On the same interval $$[k,k+1)$$, the function $$[x]$$ is the constant value $$k$$. Therefore

$$\int_k^{k+1}[x]\,dx \;=\;\int_k^{k+1}k\,dx =k\,(x)\Big|_{k}^{k+1}=k(1)=k.$$

Summing over all $$k$$ from $$0$$ to $$n-1$$ gives

$$\int_0^{\,n}[x]\,dx =\sum_{k=0}^{n-1}k =\frac{n(n-1)}{2},$$

using the standard formula for the sum of the first $$n-1$$ natural numbers.

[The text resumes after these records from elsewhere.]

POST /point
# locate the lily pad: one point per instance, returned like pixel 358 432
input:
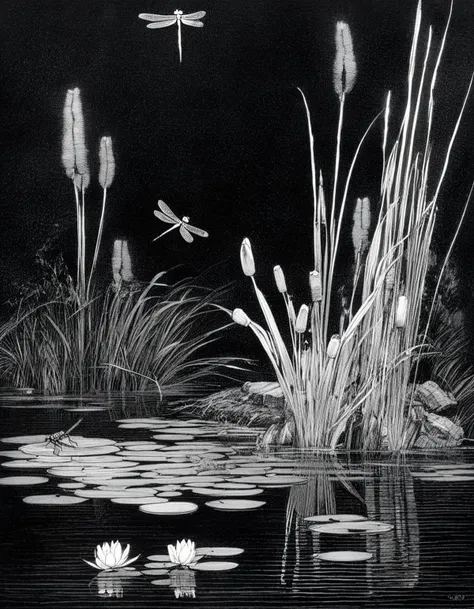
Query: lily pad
pixel 235 504
pixel 172 508
pixel 344 556
pixel 22 480
pixel 214 566
pixel 328 518
pixel 53 500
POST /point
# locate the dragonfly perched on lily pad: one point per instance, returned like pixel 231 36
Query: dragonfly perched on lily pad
pixel 161 21
pixel 185 229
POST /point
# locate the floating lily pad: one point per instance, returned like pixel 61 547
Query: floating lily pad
pixel 219 551
pixel 171 508
pixel 235 504
pixel 214 566
pixel 328 518
pixel 53 500
pixel 138 500
pixel 349 528
pixel 223 492
pixel 22 480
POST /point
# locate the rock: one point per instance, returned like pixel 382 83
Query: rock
pixel 433 398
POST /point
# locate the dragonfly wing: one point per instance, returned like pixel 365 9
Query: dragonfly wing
pixel 152 17
pixel 163 218
pixel 183 231
pixel 197 231
pixel 160 24
pixel 198 15
pixel 167 211
pixel 193 23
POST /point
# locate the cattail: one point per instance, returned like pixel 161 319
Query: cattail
pixel 401 312
pixel 345 67
pixel 302 319
pixel 315 286
pixel 246 258
pixel 74 153
pixel 240 317
pixel 361 225
pixel 107 162
pixel 333 346
pixel 280 279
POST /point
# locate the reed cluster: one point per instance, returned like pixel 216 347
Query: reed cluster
pixel 352 387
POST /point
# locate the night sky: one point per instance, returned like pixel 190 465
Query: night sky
pixel 221 137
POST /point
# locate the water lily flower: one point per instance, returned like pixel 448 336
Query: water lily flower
pixel 183 553
pixel 111 557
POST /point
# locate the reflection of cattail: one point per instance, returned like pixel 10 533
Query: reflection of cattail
pixel 279 279
pixel 345 67
pixel 240 317
pixel 401 313
pixel 315 286
pixel 361 225
pixel 246 258
pixel 302 319
pixel 74 153
pixel 107 162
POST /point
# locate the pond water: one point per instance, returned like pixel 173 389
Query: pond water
pixel 133 474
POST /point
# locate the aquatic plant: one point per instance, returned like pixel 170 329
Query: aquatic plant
pixel 110 557
pixel 352 386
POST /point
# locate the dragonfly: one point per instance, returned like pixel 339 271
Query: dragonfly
pixel 185 229
pixel 160 21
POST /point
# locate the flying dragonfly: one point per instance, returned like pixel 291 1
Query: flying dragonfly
pixel 185 229
pixel 160 21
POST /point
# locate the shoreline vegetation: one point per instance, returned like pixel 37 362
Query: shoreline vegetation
pixel 348 364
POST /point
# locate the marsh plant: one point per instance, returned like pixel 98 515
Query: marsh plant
pixel 71 335
pixel 350 385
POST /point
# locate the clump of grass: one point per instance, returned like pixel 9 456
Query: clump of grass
pixel 352 386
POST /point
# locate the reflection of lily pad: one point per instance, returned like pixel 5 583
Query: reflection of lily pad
pixel 327 518
pixel 22 480
pixel 53 500
pixel 235 504
pixel 349 528
pixel 219 551
pixel 344 556
pixel 214 566
pixel 172 508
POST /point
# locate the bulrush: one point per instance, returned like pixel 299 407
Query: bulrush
pixel 333 346
pixel 401 312
pixel 246 258
pixel 302 319
pixel 74 153
pixel 345 66
pixel 107 162
pixel 315 286
pixel 280 279
pixel 240 317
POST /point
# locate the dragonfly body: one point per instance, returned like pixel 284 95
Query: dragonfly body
pixel 161 21
pixel 185 229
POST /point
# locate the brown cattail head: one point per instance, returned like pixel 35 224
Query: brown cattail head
pixel 107 162
pixel 240 317
pixel 302 319
pixel 74 153
pixel 401 312
pixel 315 286
pixel 333 346
pixel 361 225
pixel 246 258
pixel 345 66
pixel 280 279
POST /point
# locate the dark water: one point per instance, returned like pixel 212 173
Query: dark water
pixel 424 561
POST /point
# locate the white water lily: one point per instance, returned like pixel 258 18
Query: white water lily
pixel 109 557
pixel 183 553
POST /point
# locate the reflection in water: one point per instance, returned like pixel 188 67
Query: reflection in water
pixel 388 497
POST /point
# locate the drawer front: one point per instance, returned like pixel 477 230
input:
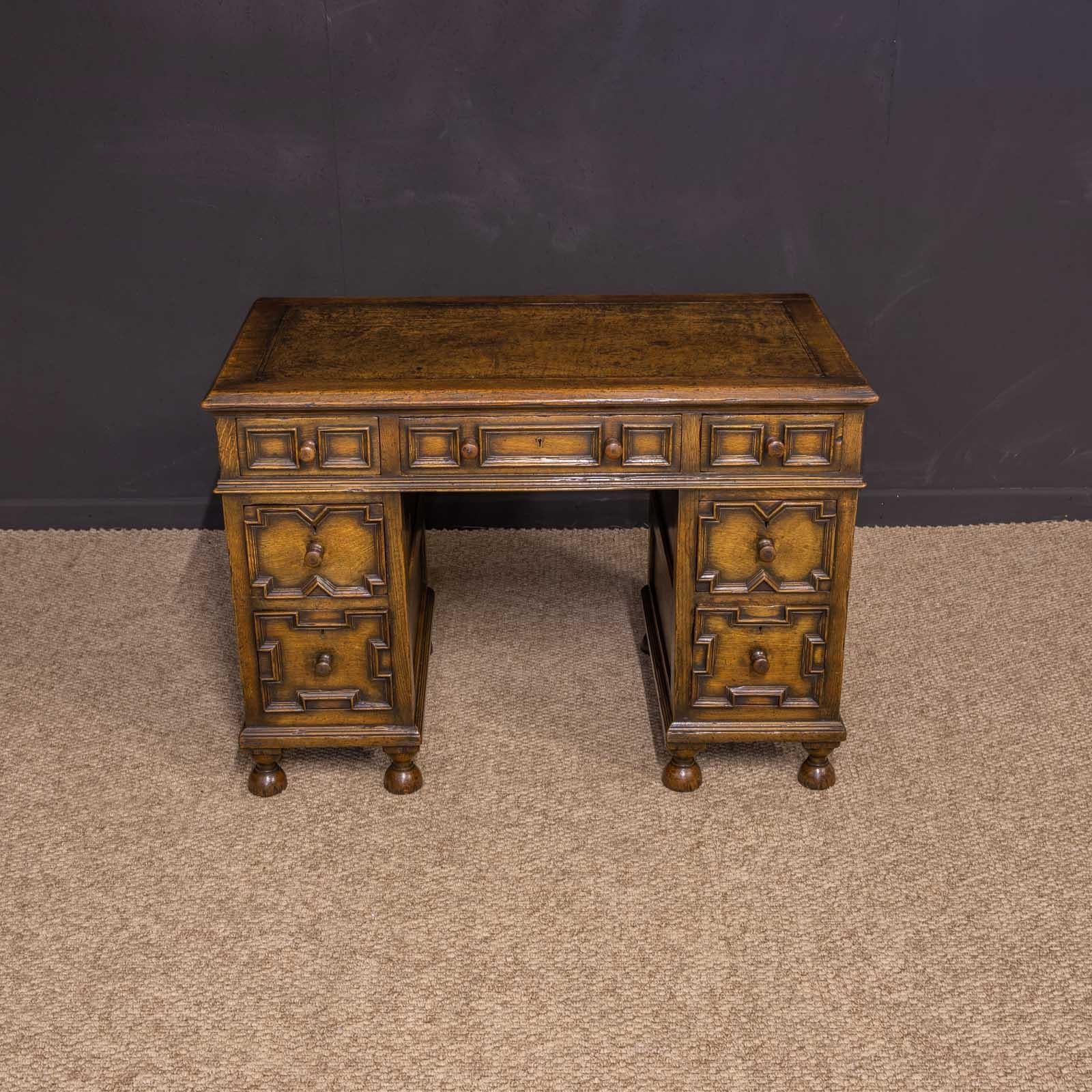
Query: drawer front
pixel 766 545
pixel 802 442
pixel 547 445
pixel 316 551
pixel 760 661
pixel 324 666
pixel 272 447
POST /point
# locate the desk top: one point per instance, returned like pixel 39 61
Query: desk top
pixel 330 353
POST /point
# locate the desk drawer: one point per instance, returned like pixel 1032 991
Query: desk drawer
pixel 308 447
pixel 748 545
pixel 760 661
pixel 322 666
pixel 316 551
pixel 541 444
pixel 806 442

Hence we set

$$B=\frac{n(n-1)}{2}.$$

Step 3: Identify the third term of the G.P.

The problem already provides the third term:

$$C=10\,(n^2-n).$$

Step 4: Impose the G.P. condition $$B^2=A\,C$$.

Substituting the expressions for $$A$$, $$B$$, and $$C$$, we write

$$\left(\frac{n(n-1)}{2}\right)^2 \;=\;\left(\frac{n}{2}\right)\,\bigl(10\,(n^2-n)\bigr).$$

Step 5: Simplify the equation.

First expand the left‐hand side:

$$\left(\frac{n(n-1)}{2}\right)^2 =\frac{n^2\,(n-1)^2}{4}.$$

Next simplify the right‐hand side:

$$\left(\frac{n}{2}\right)\,\bigl(10\,(n^2-n)\bigr) =\frac{n}{2}\,\bigl(10n(n-1)\bigr) =5n\,(n^2-n) =5n^2\,(n-1).$$

Equating the two expressions, we have

$$\frac{n^2\,(n-1)^2}{4}=5n^2\,(n-1).$$

Step 6: Cancel the common non-zero factors.

Because $$n>1$$, both $$n$$ and $$n-1$$ are positive, so we may divide both sides by $$n^2(n-1)$$ without fear:

$$\frac{(n-1)}{4}=5.$$ Multiplying through by $$4$$ gives $$(n-1)=20.$$

Step 7: Solve for $$n$$.

$$n = 20+1 = 21.$$

Since $$n=21$$ indeed satisfies $$n\in\mathbb N$$ and $$n>1$$, it is the required value.

So, the answer is $$21$$.